Selective - The Specific Surface
All the results presented above show, that the detection of antigen-antibody interactions is possible with the PDITC surface chemistry. But as we need a specific surface to bind antigens out of our cell-free expression mix, we wanted to build up a Ni-NTA (Nickel-Nitrolotriacetic acid) surface and therefore genetically fused all our target proteins to a 10x histidine tag. We established a protocol for the Ni-NTA surface and optimized it. The protocol was optimized until the unspecific binding of other proteins from the cell free mix was reduced to a minimal. To determine the specificity of our Ni-NTA surface we compared it to the PDITC surface. To asses the purification properties we used complete E. coli lysate transformed with either a tagged or an untagged GFP-construct. Additionally, purified His-GFP that was used in previous experiments was spotted and fluorescence intensity was measured. Figure 5 shows the intensities obtained for all spots: the intensity for the His-GFP lysate on the Ni-NTA surface is about four times higher than on the PDITC surface, while the values for the purified His-GFP are in a comparable range. The mean intensity for the untagged GFP-lysate spot is in the range of the background for the Ni-NTA surface and just slightly higher for the PDITC surface, which shows that GFP cannot bind to Ni-NTA without a His-tag. The low fluorescence intensities for GFP lysate on PDITC is due to the fact, that non-fluorescent proteins in the lysate are bound as efficient as GFP. This way the surface is blocked for further GFP molecules and overall fluorescence decreases compared to the specific Ni-NTA surface.

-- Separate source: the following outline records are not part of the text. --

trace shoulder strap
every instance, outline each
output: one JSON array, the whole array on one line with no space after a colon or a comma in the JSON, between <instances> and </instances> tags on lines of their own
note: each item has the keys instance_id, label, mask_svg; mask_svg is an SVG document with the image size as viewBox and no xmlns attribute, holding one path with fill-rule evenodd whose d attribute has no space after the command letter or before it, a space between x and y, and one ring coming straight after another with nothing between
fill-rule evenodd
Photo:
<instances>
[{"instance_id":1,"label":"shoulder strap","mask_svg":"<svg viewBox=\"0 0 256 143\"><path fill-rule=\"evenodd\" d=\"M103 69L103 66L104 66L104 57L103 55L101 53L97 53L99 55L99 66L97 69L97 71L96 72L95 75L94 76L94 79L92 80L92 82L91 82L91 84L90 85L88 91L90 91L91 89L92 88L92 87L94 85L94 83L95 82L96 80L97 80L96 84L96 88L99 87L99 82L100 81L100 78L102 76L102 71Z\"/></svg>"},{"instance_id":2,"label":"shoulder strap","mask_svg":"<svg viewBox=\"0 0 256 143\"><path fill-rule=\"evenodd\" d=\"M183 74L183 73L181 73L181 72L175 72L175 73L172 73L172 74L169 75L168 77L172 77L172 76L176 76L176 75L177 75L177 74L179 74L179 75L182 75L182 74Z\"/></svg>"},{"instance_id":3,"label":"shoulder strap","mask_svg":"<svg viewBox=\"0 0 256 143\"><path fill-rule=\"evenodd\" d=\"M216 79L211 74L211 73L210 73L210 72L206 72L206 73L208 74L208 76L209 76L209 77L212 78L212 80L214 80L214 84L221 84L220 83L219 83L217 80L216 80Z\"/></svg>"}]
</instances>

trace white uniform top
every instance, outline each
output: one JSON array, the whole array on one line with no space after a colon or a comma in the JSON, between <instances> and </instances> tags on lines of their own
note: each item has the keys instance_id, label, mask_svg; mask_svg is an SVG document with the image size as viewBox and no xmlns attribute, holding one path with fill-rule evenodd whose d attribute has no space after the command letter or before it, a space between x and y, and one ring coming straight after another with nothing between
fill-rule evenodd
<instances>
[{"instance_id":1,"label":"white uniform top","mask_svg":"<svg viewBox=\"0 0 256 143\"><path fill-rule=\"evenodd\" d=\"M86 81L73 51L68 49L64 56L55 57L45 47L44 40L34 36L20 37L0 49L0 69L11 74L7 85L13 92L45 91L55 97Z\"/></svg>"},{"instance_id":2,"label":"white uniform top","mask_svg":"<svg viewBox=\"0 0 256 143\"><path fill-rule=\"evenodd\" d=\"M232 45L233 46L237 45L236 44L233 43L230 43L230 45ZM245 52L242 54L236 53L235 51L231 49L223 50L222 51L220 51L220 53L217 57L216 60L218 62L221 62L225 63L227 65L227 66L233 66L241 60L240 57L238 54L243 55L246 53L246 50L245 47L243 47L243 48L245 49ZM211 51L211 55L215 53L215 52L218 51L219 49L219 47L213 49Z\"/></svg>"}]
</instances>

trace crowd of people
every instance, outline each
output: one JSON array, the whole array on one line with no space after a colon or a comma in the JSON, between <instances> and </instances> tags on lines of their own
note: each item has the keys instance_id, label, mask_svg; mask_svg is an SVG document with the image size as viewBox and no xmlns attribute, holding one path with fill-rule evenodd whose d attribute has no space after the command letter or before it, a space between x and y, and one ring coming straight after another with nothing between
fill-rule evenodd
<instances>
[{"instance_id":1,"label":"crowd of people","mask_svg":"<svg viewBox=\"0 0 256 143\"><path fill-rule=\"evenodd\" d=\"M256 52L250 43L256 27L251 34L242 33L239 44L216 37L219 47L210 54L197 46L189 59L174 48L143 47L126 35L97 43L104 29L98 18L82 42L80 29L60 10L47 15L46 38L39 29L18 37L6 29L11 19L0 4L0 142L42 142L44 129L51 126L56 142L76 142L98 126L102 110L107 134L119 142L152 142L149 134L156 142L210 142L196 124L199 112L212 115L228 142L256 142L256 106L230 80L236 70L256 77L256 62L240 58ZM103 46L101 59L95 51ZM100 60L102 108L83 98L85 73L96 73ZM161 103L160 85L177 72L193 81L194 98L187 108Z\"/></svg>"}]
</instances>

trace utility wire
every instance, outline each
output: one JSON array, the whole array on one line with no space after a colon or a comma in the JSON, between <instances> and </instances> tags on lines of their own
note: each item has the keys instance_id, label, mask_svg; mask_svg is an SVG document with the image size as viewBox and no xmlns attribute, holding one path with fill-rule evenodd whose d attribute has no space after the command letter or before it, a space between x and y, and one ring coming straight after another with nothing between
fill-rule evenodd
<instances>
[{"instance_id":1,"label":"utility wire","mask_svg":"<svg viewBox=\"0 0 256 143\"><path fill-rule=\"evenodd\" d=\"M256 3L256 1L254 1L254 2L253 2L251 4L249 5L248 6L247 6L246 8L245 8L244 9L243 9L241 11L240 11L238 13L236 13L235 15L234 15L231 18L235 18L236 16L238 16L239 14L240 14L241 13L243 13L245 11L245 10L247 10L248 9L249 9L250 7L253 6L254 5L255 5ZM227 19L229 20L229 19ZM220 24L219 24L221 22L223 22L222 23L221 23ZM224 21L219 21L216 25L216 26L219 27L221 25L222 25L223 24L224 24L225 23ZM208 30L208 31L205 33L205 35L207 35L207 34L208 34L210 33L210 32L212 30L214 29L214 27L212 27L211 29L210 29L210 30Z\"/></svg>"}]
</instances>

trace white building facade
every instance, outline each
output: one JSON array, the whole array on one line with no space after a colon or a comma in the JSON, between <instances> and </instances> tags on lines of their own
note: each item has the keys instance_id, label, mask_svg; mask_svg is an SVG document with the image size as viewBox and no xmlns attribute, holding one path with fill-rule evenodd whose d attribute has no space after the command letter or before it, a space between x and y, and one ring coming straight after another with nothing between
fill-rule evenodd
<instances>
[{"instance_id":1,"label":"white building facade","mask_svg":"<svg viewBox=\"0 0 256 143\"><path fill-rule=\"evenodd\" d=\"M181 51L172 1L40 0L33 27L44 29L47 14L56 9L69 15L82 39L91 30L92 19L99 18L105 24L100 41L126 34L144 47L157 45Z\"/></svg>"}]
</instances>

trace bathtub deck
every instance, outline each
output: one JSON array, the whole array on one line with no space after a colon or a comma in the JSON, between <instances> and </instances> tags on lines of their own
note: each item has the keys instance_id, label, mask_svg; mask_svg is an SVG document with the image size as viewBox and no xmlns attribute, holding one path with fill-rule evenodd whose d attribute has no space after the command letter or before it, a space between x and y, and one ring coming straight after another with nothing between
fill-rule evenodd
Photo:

After we demonstrated that we can successfully bind his-tagged proteins to our Ni-NTA surface, we attempted to immobilize our cell-free expressed His-GFP-Lysate on this surface. You can find the results for this crucial part of our project on the main results page.
Covalent - Other Surface Systems
On the way to find the surface best suited for our needs we also worked with the Promega HaloTag system. The HaloTag, that can be fused to target proteins, binds covalently to chloroalkanes which are immobilized on the surface. We tested several ligands, which differed in length of the alkane chain and surface attachment method. The ligand working best for us was a 3-chloropropylsilane, which we directly immobilized on plasma activated iRIf slides. To test the surface we pipetted our self-expressed Halo-GFP and Halo-mCherry as well as purified Halo-GFP as a positive control and purified untagged GFP as a negative control. Both controls were obtained from the group of J. Piehler from Osnabrück. As an additional negative control we spotted bBSA. The iRIf measurement showed that the Halo-tagged GFPs were successfully immobilized on the surface. Unfortunately there was a lot of unspecific binding, so that at the negative control spots nearly as much binding to the surface as at the positive control spots. The optimizations that would be necessary to establish a specific surface based on the HaloTag system could not be performed due to time limitations. We decided to continue our work with the Ni-NTA surface which was established for future experiments.
Validation of Our Controls
Given that we were using purified His-tagged GFP for evaluation of our self-made surfaces and in further experiments as positive control we validated it by Western Blot. Therefore, we showed the presence of His-GFP with anti-His HRP conjugate (Figure 8A). Additionally, we used the specific anti-GFP antibody (Figure 8B) as for the detection in iRIf.